Please show a reproducible example. If you can do it with smaller arrays, for example 3 by 1 instead of 100 by 1, that would be preferred. Please include the output from cvx_version.

#3

The code

    beta=9.0453e4;
     N=11;
     L=3000;
     for n=1:N
         x0(n,1)=300*n-300;
         y0(n,1)=0;
    end
    k20=1000*beta*ones(N,1);
    d2=(x0-L).^2+y0.^2+1e4;
    d20=d2-2*x0.*(x0-L)-2*y0.^2;
    d21=2*(x0-L);
    d22=2*y0;    
    cvx_begin
        variables x(N) y(N)
        R2=(rel_entr(d20+d21.*x+d22.*y,k20+d20+d21.*x+d22.*y)+rel_entr(k20+d20+d21.*x+d22.*y,d20+d21.*x+d22.*y))./k20;
        maximize sum(R2)
        subject to
            x(1)==0;
            y(1)==0;
            x(N)==L;
            y(N)==0;    
            d20+d21.*x+d22.*y>=1e4;
            for i=1:N-1
                square(x(i+1)-x(i))+square(y(i+1)-y(i))<=1e6;
            end
    cvx_end    

The output

=====================================
Using Pade approximation for exponential
cone with parameters m=3, k=3

=====================================
Using Pade approximation for exponential
cone with parameters m=3, k=3

error using .* (line 46)
Matrix dimensions must agree.

error ./ (line 19)
z = times( x, y, ‘./’ );

error Untitled1 (line 15)
R2=(rel_entr(d20+d21.*x+d22.*y,k20+d20+d21.*x+d22.*y)+rel_entr(k20+d20+d21.*x+d22.*y,d20+d21.*x+d22.*y))./k20;

My cvx_version
CVX: Software for Disciplined Convex Programming ©2014 CVX Research
Version 2.1, Build 1123 (cff5298) Sun Dec 17 18:58:10 2017

Installation info:
Path: D:\Program Files\cvx
MATLAB version: 9.4 (R2018a)
OS: Windows 10 amd64 version 10.0
Java version: 1.8.0_144

(Mark L. Stone) #4

This looks to me like a bug in rel_entr .

help rel_entr

rel_entr Scalar relative entropy.
rel_entr(X,Y) returns an array of the same size as X+Y with the
relative entropy function applied to each element:
{ X.*LOG(X./Y) if X > 0 & Y > 0,
rel_entr(X,Y) = { 0 if X == 0 & Y >= 0,
{ +Inf otherwise.
X and Y must either be the same size, or one must be a scalar. If X and
Y are vectors, then SUM(rel_entr(X,Y)) returns their relative entropy.
If they are PDFs (that is, if X>=0, Y>=0, SUM(X)==1, SUM(Y)==1) then
this is equal to their Kullback-Liebler divergence SUM(KL_DIV(X,Y)).
-SUM(rel_entr(X,1)) returns the entropy of X.

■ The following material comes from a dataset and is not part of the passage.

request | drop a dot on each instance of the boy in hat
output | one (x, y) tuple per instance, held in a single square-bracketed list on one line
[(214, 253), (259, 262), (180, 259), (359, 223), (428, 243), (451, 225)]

Disciplined convex programming information:
    rel_entr(X,Y) is convex in both X and Y, nonmonotonic in X, and
    nonincreasing in Y. Thus when used in CVX expressions, X must be
    real and affine and Y must be concave. The use of rel_entr(X,Y) in
    an objective or constraint will effectively constrain both X and Y 
    to be nonnegative, hence there is no need to add additional
    constraints X >= 0 or Y >= 0 to enforce this.